COMPANY PERFORMANCE AND COMPENSATION OF CHAIRMAN OF THE BOARD AND CHIEF
EXECUTIVE OFFICER. During 1998, both Mr. Cummings and Mr. Dardis served in the
capacity of Chief Executive Officer of the Company, with Mr. Cummings assuming
an active Chairman of the Board role effective March 1, 1998 upon the
appointment of Mr. Dardis to the position of President and Chief Executive
Officer.

Over the last three years, the Company has posted record earnings, with
increases in net income of 17%, 10% and 18%, respectively, in the years ended
December 31, 1996, 1997 and 1998. Over that same period, the Company's Return on
Realized Equity has increased from 13.08% in 1996, to 13.32% in 1997 to 14.55%
in 1998. These results reflect steady earnings improvements for the Company over
an extended period of time. Both Company performance and base executive
compensation in 1998 were comparable to industry and peer group averages. Annual
and long-term bonus awards for both Mr. Cummings and Mr.
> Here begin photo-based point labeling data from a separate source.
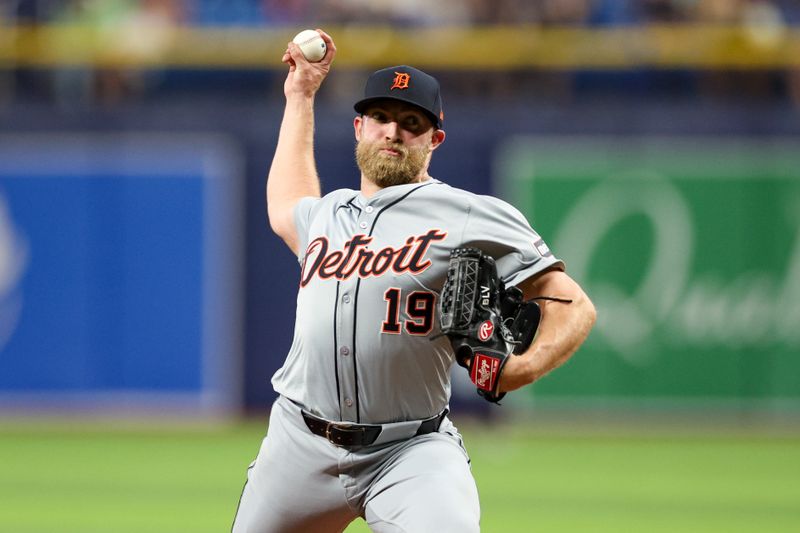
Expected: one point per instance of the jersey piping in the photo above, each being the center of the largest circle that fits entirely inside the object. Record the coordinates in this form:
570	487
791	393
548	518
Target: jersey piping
355	297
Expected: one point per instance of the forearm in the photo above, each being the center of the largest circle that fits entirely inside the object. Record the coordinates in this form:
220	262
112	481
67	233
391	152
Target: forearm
560	335
563	328
293	173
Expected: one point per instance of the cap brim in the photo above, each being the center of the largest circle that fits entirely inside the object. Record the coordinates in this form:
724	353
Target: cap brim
362	106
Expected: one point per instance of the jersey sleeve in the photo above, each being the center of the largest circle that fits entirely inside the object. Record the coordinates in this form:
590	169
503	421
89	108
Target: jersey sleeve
303	212
499	229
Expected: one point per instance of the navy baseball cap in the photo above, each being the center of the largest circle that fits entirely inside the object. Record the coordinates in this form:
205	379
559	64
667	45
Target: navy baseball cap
406	84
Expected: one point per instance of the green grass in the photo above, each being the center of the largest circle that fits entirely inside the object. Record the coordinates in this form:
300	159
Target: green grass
91	477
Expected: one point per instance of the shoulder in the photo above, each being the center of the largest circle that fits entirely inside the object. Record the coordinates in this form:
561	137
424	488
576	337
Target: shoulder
331	200
477	202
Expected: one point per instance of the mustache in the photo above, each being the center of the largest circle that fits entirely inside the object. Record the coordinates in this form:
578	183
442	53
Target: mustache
397	147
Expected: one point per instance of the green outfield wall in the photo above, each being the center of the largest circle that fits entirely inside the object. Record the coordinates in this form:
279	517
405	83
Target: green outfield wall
690	249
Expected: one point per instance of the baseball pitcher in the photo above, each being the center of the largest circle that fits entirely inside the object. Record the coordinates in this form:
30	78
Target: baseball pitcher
399	280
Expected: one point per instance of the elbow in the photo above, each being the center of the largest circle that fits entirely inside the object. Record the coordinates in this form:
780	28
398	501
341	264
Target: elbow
591	313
Dardis reflect the
attainment of business plan objectives identified in individual compensation
plans, as previously discussed.

APPROVAL OF EXECUTIVE COMPENSATION. The entire Board of Directors of the
Corporation, in lieu of appointing a compensation committee, sets and
administers the policies and plans which govern executive compensation. The
identities of the members of the Board of Directors are set forth in the section
of this Proxy Statement entitled "Election of Directors and Management
Information -- Information About Nominees for Election as Directors."

The Board believes that its current compensation philosophy and approach has
served the Company's stockholders fairly, and it plans to continue the same
compensation philosophy and approach for the foreseeable future.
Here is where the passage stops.